Yah, Lusia memilih pergi ke sana menggunakan jasa kereta api bawah tanah. Karena takut orang-orang suruhan Adam atau yang lainnya. Dapat mengenali dan mengetahui. Jika Pedro Davinci, sang Mafia perjudian terkenal di dunia hitam London itu masih hidup dan kini bersama dengannya. Jujur saja, dari kedalaman hati Lusia? Ia sangat ingin mengembalikan Pedro pada keluarganya. Hanya saja, ketika ia hendak keluar dari pintu kayu rumah tua di peternakan domba tadi sekelebat bayangan tentang bagaimana reaksi Raymon Walcott yang mendengar tentang berita kritisnya Agatha Stewart terus saja menari-nari dalam pikirannya. Pada akhirnya ia mengurungkan niatan tersebut, Lantas dengan cepat ia menyuruh taxy yang membawa mereka berdua berputar arah menuju ke stasiun kereta bawah tanah dan ia pun memilih pergi ke Kota Manchester. Disana ada sebuah Mansion kecil yang sangat terbengkalai. Warisan dari Mendiang Nenek yang telah melahirkan Mendiang Ibunya.
Sebenarnya ia sangat ingin pergi menemui Moses Morgan.
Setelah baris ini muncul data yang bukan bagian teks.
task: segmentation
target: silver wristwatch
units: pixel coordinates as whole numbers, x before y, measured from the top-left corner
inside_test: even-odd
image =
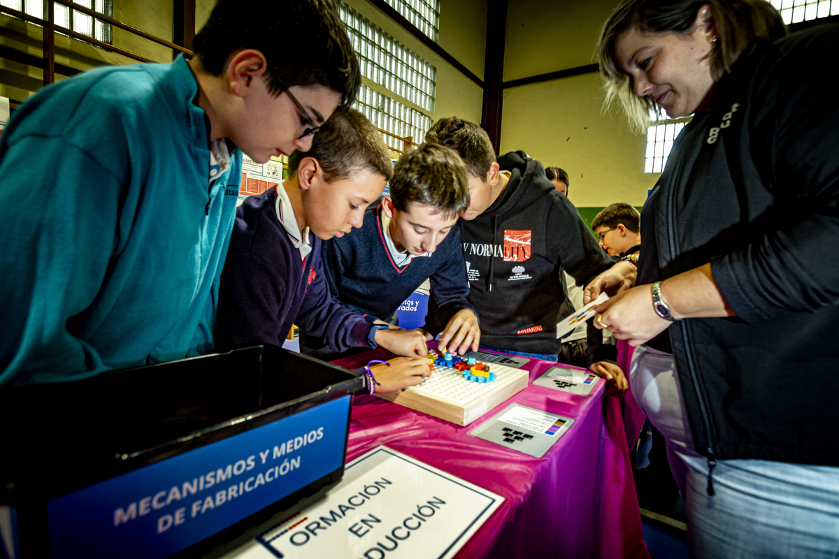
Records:
[[[664,320],[675,322],[675,318],[670,313],[670,306],[661,297],[661,282],[656,282],[653,284],[653,308],[655,309],[655,313]]]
Lelaki itu adalah Ayah kandung Lusia, yang sudah sekitar lima tahun lalu menikah dan tinggal bersama Ibu tirinya di kota Chelsea. Hanya saja, ketika ia mengingat bagaimana perlakuan wanita kedua sang Ayah itu padanya, ditambah dengan ia sedang membawa Pedro Davinci dan juga berita tentang Embrio kecil yang kini sedang ia kandung? Maka perihal tentang Moses Morgan pun membuat Lucy benar-benar berpikir jutaan kali untuk pergi dan tinggal di kota Chelsea, kendati mereka berdua selalu saja berkomunikasi dengan baik.
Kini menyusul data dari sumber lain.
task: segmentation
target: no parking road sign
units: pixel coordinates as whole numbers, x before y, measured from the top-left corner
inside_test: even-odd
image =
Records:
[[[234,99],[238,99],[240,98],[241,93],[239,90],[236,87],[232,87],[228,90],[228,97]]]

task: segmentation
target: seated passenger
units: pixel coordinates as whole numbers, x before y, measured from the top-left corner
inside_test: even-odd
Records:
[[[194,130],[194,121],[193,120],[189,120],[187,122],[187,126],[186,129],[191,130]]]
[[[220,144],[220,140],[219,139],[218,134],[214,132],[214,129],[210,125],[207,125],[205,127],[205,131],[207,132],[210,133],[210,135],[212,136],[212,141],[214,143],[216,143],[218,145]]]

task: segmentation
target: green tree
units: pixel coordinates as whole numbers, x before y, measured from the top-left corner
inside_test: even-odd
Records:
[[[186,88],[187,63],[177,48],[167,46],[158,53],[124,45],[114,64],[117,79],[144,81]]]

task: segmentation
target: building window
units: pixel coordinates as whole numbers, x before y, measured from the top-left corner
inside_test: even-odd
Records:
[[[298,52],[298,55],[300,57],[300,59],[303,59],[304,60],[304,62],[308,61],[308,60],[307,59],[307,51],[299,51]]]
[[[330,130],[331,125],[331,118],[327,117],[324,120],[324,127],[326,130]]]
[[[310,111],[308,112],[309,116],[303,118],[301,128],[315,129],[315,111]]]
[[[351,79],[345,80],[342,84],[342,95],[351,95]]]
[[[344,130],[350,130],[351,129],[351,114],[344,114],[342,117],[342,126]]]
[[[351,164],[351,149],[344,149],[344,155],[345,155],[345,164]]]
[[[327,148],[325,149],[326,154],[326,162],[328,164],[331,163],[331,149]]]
Untungnya saat ia membersihkan luka bakar disisi kiri wajah Pedro Davinci kemarin. Ia sempat memasang kain perban dipipi sang tampan itu. Jadi saat ia pergi dari rumah tadi, Pedro hanya tinggal ia pakaikan jaket besar milik Raymon, hingga bagian penutup kepala di jaket tersebut dapat ia tutup tutupkan di kepala Pedro. Jika tidak demikian? Jalan satu-satunya yang ditempuh Lucy adalah membungkus seluruh wajah tampan lelaki malang itu dengan kain perban, lalu ia tinggal membuat sebuah alasan jika wajah Pedro tak boleh terkena debu. Untuk meyakinkannya.
"Kau, ingin apa? Egh, apa kau tidak lapar? Kau ingin soft drink atau roti isi itu? Bukannya sejak tadi kau sama sekali tidak makan? Makanan yang kau beli tadi saja sudah aku habiskan semuanya. Bukankah kau sedang mengandung anak kita? Apa dia tidak kenapa-napa bila kau kau tak makan?" tegur Pedro tiba-tiba.
Damn it! Lusia Morgan sangat terkejut seketika itu, hingga ia pun dengan cepat melihat ke arah telunjuk Pedro Davinci yang sedang terarah pada seorang wanita dengan beberapa barang dagangan. Pandangan matanya lalu kembali mengarah pada Pedro Deavinci, ketika ia mengingat lelaki itu mengucapkan kata 'Anak kita'.
"Hiksss... Hiksss... Hiksss..."
Maka pecahlah sudah bendungan
air yamg sudah sedari tadi ia tahan, ketika ia mengingat si Ayah biologis dari Embrio kecil dalam perutnya. Sementara Pedro yang bingung dengan sikap Lucy dengan cepat berjalan dan menghampiri pedagang wanita itu tanpa memedulikan tatapan aneh orang-orang diselitar kereta, yang mungkin mengira Pedro telah berbuat jahat karena isak tangis Lusia. Pedro Berkomunikasi dengan inti omongan ingin membeli beberapa makanan dan minuman tersebut, karena merasa Isterinya menangis akibat embrio dalam perut Lucy sudah sangat lapar akibat kesalahannya yang menghabiskan semua jatah makan siang Lucy.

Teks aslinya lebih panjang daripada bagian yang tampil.